For Lewis, even the most apparent a priori principles must stand the test of experience
The thought which both rationalism and empiricism have missed is that there are principles, representing the initiative of mind, which impose upon experience no limitations whatever, but that such conceptions are still subject to alteration on pragmatic grounds when the expanding boundaries of experience reveal their infelicity as intellectual instruments.
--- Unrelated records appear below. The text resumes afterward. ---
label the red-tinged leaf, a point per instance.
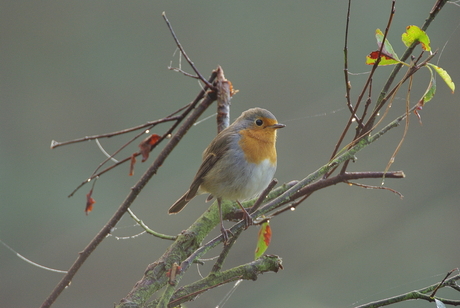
(416, 110)
(415, 34)
(384, 59)
(264, 238)
(387, 48)
(147, 144)
(89, 202)
(131, 165)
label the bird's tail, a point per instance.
(179, 204)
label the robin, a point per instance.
(238, 164)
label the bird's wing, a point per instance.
(208, 162)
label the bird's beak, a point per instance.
(277, 125)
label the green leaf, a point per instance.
(415, 34)
(430, 91)
(387, 48)
(444, 75)
(264, 238)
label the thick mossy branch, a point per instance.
(248, 271)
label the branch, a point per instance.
(248, 271)
(200, 108)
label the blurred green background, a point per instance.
(75, 68)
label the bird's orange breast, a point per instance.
(258, 144)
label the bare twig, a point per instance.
(149, 125)
(207, 83)
(65, 281)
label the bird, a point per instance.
(238, 164)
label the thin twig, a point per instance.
(65, 281)
(148, 230)
(55, 144)
(207, 83)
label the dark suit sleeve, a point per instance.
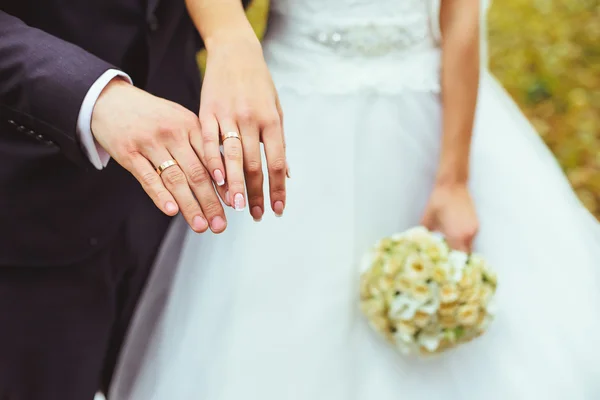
(43, 81)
Neither human experience nor the human mind has a character which is universal, fixed, and absolute. "The human mind" does not exist at all save in the sense that all humans are very much alike in fundamental respects, and that the language habit and the enormously important exchange of ideas has greatly increased our likeness in those respects which are here in question. Our categories and definitions are peculiarly social products, reached in the light of experiences which have much in common, and beaten out, like other pathways, by the coincidence of human purposes and the exigencies of human cooperation. Concerning the a priori there need be neither universal agreement nor complete historical continuity. Conceptions, such as those of logic, which are least likely to be affected by the opening of new ranges of experience, represent the most stable of our categories; but none of them is beyond the possibility of alteration.

Lewis describes a mind-independent external world to which our mind-created a priori principles must conform
Mind contributes to experience the element of order, of classification, categories, and definition. Without such, experience would be unintelligible. Our knowledge of the validity of these is simply consciousness of our own fundamental ways of acting and our own intellectual intent. Without this element, knowledge is impossible, and it is here that whatever truths are necessary and independent of experience must be found. But the commerce between our categorical ways of acting, our pragmatic interests, and the particular character of experience, is closer than we have realized. No explanation of any one of these can be complete without consideration of the other two. Pragmatism has sometimes been charged with oscillating between two contrary notions; the one, that experience is "through and through malleable to our purpose," the other, that facts are "hard" and uncreated by the mind. We here offer a mediating conception: through all our knowledge runs the element of the a priori, which is indeed malleable to our purpose and responsive to our need. But throughout, there is also that other element of experience which is "hard," "independent." and unalterable to our will.

CLARENCE IRVING LEWIS. HARVARD UNIVERSITY.